Myrna Lou Culbreath (born September 1, 1938) is an American science fiction writer and editor, most well known for the Star Trek tie-in novels and anthologies cowritten with Sondra Marshak. Culbreath was a founding editor of the libertarian editorial magazine The Fire Bringer.

Her analysis of the Star Trek character Spock, originally published in an issue of The Fire Bringer, was lauded by Gene Roddenberry as the "best analysis ever done" of the character.

Early life 
According to a local newspaper in Colorado Springs, Culbreath operated a tutoring school in Colorado Springs, Colorado, in the early 1960s. The school offered preparation for GED and CLEP tests, as well as reading classes for students with disabilities and disabled veterans. The school had branch offices in Denver and Cortez.
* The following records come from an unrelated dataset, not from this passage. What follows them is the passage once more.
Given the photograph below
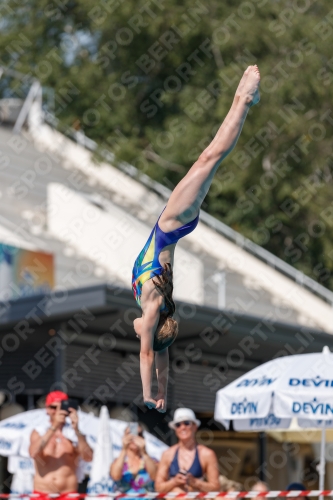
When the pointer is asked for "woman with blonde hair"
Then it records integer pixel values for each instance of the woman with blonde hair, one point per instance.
(152, 280)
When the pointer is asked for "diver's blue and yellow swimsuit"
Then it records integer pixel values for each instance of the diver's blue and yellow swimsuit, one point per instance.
(147, 264)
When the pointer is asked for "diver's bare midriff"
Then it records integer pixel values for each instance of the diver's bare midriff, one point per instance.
(149, 290)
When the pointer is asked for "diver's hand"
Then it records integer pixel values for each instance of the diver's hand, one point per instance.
(161, 403)
(150, 403)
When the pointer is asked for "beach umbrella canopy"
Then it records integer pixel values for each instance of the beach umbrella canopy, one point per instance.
(271, 395)
(100, 481)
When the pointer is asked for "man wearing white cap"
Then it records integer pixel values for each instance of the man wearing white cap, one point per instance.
(187, 466)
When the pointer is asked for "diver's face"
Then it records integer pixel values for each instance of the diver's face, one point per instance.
(137, 323)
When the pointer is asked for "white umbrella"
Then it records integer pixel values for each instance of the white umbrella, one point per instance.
(100, 481)
(269, 396)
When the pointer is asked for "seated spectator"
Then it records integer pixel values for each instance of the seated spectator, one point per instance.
(223, 481)
(187, 466)
(133, 471)
(260, 487)
(56, 449)
(233, 486)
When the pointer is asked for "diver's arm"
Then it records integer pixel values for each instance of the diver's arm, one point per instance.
(162, 370)
(150, 322)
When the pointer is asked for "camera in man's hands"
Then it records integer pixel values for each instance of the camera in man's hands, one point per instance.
(69, 403)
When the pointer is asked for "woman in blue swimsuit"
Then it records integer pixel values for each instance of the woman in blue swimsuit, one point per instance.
(152, 272)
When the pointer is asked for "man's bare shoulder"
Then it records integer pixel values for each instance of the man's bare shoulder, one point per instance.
(206, 453)
(34, 435)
Culbreath is an objectivist and a libertarian, and she was a member of the Young Americans for Freedom. She attended the first Libertarian Party convention in June 1972. Frustrated by the political platform that emerged during the convention, Culbreath "filibustered" until all anti-war messaging was withdrawn from the platform. She later resigned from the party.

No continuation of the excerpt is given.